Die Harmonie der Welt
Das Rauschen ist verebbt, die Gischt zerstoben,
im Traum hallt nach der hohe Wellenschlag.
Hat goldne Fäden Abendlicht gewoben,
ermißt du deiner Leiden Sonnentag.
Wir können nicht ergrübeln, wie es wäre,
nicht aufgewacht zu sein in dieser Welt,
wie fühlen wir den Schatten und die Schwere,
wenn Glanz der Träne von der Wimper fällt.

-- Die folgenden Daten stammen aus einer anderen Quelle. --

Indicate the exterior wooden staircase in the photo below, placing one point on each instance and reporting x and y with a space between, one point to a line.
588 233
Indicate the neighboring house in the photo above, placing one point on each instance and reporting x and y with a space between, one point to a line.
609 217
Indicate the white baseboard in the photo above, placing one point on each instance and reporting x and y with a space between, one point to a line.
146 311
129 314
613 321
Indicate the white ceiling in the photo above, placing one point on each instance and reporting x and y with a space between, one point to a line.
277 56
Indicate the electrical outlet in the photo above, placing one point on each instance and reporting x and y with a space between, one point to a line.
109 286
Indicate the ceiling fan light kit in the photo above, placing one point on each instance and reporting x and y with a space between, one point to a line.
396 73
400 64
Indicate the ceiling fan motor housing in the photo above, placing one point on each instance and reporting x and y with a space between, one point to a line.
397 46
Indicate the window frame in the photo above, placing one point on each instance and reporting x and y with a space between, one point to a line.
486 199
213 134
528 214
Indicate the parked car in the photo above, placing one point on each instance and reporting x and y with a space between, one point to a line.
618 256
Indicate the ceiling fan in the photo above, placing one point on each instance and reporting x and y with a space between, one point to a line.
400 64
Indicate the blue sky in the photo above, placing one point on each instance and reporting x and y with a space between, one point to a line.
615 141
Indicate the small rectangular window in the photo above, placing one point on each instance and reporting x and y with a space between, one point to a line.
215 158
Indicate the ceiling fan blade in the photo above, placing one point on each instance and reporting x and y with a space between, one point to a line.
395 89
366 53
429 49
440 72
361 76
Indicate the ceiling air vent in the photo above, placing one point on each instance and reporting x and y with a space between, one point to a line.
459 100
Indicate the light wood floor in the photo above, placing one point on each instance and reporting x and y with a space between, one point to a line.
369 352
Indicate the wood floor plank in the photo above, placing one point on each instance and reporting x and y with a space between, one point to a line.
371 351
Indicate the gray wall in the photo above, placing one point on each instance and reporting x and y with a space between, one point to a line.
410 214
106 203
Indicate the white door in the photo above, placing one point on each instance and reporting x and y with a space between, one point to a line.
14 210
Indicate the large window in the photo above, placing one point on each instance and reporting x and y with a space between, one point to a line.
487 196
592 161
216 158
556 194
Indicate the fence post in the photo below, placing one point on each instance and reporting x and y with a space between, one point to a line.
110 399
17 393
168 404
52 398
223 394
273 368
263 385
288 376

Und wenn die Blüten, hingestreute, schwimmen
auf schwarzen Wogen, nach und nach verblaßt,
erinnerst du dich an das feuchte Glimmen,
den wehen Duft, den du geatmet hast.
Die Harmonie der Welt ist im Gefunkel
der hohen Nacht verborgen, schweigt im Dunkel.
Die Marionetten
Sie baumeln wie an losen Fäden, wirren,
die Puppen eines abgetanen Spiels,
ein Wind kommt auf, läßt eins ins andre klirren,
Gebeine ausgemergelten Gefühls.
Der große Spieler, er hat hingeschmissen,
aus Überdruß vorm immer gleichen Plot,
wenn anfangs sie das Lilienbanner hissen,
am Ende jubeln sie um das Schafott.
Was dir in irdnem Kruge noch geblieben,
der feuchte Glanz aus schon versiegtem Quell,
laß, Dichter, ihn auf unsrer Stirn zerstieben,
damit die Nacht noch einmal werde hell.
O könnte uns, taubstumme Marionetten,
dein sanfter Hauch aus der Erstarrung retten.